Europe’s request to reduce dependence on critical minerals sourced from China to less than 65 percent, however, will likely weigh on Korean EV battery makers.
Although Korean companies have diversified their critical minerals sources, 90 percent of the country’s lithium hydroxide imports and 70 percent of cobalt imports come from China.
Given that they initially anticipated that the EU would ask them to source less than 70 percent of critical minerals from a single third party, its latest announcement has been considered stricter than expected.
In addition, the tightened regulations could raise the cost of battery manufacture, increasing the prices of EVs sold in the European market.
“We are keeping a close watch on Europe’s moves, as it has yet to disclose details about the acts,” a battery industry official said.
Another burden for Korean companies is the EU’s plan to perform regular audits of the strategic raw materials supply chains of large companies hiring over 500 employees and generating over 150 million euros ($162 million) in annual revenue.
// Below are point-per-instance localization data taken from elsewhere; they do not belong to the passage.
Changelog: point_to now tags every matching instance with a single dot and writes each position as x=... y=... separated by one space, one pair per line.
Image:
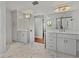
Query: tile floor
x=19 y=50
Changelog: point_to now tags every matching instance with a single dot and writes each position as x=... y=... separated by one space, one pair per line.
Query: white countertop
x=66 y=32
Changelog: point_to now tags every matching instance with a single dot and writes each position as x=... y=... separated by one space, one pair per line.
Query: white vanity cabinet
x=22 y=36
x=51 y=41
x=61 y=42
x=66 y=45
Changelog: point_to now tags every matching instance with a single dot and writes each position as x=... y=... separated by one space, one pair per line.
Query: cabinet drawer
x=51 y=42
x=51 y=34
x=72 y=36
x=51 y=47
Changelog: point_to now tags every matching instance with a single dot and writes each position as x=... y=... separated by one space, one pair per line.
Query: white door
x=70 y=46
x=38 y=27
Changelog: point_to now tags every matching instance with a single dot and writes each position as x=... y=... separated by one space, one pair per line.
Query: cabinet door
x=70 y=46
x=24 y=37
x=60 y=44
x=18 y=36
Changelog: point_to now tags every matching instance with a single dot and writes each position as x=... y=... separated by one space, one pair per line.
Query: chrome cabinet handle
x=65 y=41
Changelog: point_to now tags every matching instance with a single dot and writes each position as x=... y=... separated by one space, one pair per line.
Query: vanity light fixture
x=49 y=23
x=62 y=8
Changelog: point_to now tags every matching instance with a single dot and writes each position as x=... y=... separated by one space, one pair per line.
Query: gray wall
x=2 y=27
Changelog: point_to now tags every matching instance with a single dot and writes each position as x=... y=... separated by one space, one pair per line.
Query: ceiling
x=42 y=7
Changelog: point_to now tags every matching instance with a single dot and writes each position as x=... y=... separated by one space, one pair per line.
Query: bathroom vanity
x=62 y=41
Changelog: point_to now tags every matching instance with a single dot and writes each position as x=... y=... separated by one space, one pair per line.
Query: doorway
x=39 y=29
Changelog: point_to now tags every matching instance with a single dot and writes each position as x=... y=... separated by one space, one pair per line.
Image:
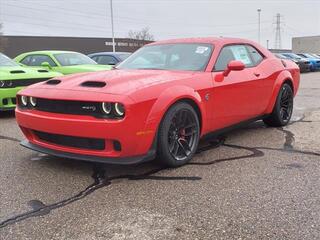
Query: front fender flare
x=166 y=99
x=282 y=77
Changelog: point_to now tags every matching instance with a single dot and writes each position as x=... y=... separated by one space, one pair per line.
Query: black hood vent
x=96 y=84
x=53 y=82
x=17 y=71
x=42 y=70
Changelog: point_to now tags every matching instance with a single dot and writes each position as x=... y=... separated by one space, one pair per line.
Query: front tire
x=179 y=135
x=283 y=108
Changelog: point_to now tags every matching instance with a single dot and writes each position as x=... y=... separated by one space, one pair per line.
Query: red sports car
x=158 y=102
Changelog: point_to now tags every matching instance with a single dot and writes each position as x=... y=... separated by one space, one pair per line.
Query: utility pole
x=278 y=43
x=112 y=28
x=259 y=24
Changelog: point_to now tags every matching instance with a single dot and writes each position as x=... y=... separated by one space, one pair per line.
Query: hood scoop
x=17 y=71
x=53 y=82
x=96 y=84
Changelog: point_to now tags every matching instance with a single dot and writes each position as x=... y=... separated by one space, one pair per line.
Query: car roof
x=208 y=40
x=110 y=53
x=49 y=52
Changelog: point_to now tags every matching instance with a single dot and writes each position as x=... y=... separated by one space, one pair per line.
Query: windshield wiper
x=150 y=68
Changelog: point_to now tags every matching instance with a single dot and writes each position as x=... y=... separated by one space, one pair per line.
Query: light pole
x=259 y=24
x=112 y=29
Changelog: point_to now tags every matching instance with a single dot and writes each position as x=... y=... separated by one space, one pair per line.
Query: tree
x=2 y=39
x=143 y=34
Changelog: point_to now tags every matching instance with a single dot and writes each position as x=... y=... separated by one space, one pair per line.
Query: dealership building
x=306 y=44
x=15 y=45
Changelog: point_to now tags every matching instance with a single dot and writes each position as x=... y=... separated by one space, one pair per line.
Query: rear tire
x=179 y=135
x=282 y=110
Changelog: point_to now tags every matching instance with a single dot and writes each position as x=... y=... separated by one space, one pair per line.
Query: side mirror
x=233 y=66
x=46 y=65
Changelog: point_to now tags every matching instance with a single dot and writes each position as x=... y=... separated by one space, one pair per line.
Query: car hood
x=120 y=82
x=86 y=68
x=19 y=72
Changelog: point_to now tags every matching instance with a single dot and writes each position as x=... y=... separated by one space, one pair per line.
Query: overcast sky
x=165 y=18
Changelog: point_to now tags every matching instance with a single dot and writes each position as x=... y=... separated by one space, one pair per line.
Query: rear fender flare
x=282 y=77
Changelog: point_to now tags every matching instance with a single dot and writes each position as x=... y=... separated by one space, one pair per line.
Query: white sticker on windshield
x=201 y=49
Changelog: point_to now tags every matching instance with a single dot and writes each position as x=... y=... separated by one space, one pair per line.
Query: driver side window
x=37 y=60
x=230 y=53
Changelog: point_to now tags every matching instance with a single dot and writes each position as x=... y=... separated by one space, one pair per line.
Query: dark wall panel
x=16 y=45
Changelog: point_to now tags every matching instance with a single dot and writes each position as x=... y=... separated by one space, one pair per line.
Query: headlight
x=119 y=108
x=24 y=100
x=6 y=84
x=106 y=107
x=33 y=101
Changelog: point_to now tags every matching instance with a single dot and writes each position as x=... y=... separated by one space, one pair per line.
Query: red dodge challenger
x=159 y=102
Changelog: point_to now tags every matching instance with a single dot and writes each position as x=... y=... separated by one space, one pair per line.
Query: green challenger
x=14 y=77
x=65 y=62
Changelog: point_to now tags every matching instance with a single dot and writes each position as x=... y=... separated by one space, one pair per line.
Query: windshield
x=309 y=55
x=180 y=56
x=278 y=55
x=7 y=62
x=292 y=55
x=315 y=55
x=71 y=59
x=123 y=56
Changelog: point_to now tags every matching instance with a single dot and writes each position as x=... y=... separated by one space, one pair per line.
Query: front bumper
x=8 y=98
x=111 y=160
x=304 y=67
x=136 y=141
x=315 y=66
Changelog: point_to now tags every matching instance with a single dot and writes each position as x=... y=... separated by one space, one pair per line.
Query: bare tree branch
x=143 y=34
x=3 y=40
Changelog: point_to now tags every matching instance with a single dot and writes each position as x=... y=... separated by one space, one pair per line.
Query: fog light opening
x=117 y=146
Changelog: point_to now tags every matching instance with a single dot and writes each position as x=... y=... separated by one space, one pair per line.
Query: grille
x=25 y=82
x=71 y=141
x=69 y=107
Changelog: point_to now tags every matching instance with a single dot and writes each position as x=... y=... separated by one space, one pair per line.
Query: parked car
x=315 y=62
x=109 y=58
x=14 y=77
x=315 y=55
x=195 y=88
x=65 y=62
x=304 y=65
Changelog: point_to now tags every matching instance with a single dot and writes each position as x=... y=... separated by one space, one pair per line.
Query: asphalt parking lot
x=253 y=183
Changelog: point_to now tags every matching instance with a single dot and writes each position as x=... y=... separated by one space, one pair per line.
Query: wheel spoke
x=184 y=146
x=182 y=134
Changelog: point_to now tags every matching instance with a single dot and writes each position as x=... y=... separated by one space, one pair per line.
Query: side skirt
x=222 y=131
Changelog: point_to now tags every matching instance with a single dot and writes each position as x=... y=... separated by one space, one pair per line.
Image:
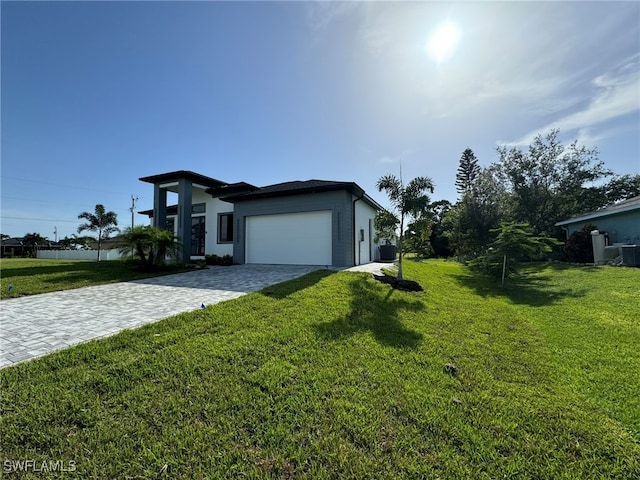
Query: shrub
x=579 y=247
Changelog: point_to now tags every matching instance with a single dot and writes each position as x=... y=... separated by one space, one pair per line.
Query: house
x=15 y=247
x=621 y=221
x=313 y=222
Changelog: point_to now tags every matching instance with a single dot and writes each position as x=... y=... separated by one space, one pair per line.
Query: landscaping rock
x=451 y=369
x=404 y=285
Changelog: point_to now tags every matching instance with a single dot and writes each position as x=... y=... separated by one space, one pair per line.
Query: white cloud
x=616 y=93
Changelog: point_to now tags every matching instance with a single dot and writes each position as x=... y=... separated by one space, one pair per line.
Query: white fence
x=113 y=254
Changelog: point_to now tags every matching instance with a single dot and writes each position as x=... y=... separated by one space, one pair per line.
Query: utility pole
x=132 y=209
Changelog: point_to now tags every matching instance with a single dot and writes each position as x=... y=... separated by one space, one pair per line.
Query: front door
x=197 y=236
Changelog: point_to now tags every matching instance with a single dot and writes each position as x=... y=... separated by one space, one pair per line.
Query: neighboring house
x=13 y=247
x=16 y=247
x=313 y=222
x=621 y=221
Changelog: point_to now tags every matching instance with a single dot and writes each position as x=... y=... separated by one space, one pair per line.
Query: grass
x=335 y=375
x=30 y=276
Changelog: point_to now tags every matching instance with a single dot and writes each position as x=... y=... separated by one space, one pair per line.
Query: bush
x=225 y=260
x=579 y=248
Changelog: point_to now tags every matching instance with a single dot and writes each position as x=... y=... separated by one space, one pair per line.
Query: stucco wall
x=622 y=227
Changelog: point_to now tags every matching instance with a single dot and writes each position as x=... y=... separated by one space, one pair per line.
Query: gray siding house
x=313 y=222
x=621 y=221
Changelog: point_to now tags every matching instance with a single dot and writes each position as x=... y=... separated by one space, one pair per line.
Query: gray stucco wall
x=622 y=228
x=339 y=202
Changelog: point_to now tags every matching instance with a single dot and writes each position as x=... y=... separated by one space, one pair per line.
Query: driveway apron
x=36 y=325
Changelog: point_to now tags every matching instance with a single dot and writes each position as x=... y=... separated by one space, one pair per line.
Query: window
x=199 y=208
x=171 y=225
x=225 y=227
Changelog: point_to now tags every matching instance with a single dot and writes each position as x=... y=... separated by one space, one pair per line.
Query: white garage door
x=291 y=238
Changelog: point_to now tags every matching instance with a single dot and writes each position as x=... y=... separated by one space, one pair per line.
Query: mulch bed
x=404 y=285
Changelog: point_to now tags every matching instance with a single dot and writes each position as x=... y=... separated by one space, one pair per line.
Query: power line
x=60 y=185
x=38 y=219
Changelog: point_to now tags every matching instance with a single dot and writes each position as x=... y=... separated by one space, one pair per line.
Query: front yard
x=31 y=276
x=335 y=375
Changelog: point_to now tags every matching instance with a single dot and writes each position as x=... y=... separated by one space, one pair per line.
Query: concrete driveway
x=36 y=325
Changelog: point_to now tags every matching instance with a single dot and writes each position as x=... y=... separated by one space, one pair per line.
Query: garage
x=289 y=238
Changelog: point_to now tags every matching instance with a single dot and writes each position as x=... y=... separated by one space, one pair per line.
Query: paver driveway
x=39 y=324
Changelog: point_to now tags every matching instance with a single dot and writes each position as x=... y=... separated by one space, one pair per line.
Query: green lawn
x=335 y=375
x=30 y=276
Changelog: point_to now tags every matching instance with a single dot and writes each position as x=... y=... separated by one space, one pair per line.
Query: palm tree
x=101 y=221
x=407 y=201
x=151 y=244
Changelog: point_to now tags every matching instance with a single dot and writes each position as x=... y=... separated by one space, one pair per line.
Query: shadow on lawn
x=289 y=287
x=369 y=311
x=529 y=287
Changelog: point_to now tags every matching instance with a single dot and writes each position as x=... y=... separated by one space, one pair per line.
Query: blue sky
x=96 y=95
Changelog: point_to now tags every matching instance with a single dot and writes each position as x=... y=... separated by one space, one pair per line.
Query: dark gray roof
x=630 y=205
x=296 y=188
x=230 y=189
x=178 y=174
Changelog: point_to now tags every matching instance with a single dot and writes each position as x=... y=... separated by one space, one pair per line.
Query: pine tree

Korea’s three EV battery makers seem to be subject to the rule, as LG Energy Solution runs its manufacturing plant in Poland, while SK On and Samsung SDI each have factories in Hungary.
“As the EU is expected to ask for disclosure of company information regarding critical raw materials, and it is likely to tighten requirements for the recycling of permanent magnets in the long run, Korean firms should remain cautious about this issue,” said Cho Bit-na, executive director of the Korea International Trade Association (KITA) Brussels Center.
The association also emphasized the importance of support from the government.
“Korean firms need thorough analysis of incentives and costs before they invest in Europe,” KITA Vice Chairman Jeong Marn-ki said. “The government should not hesitate to increase tax incentives for R&D initiatives by electrolysis and battery materials companies.”
The trade ministry plans to hold meetings with companies concerned, in order to analyze how the EU acts will affect the industry and to seek countermeasures.
“We will continue to talk with the EU authorities, in order to minimize burdens on Korean companies and maximize their opportunities,” the ministry said.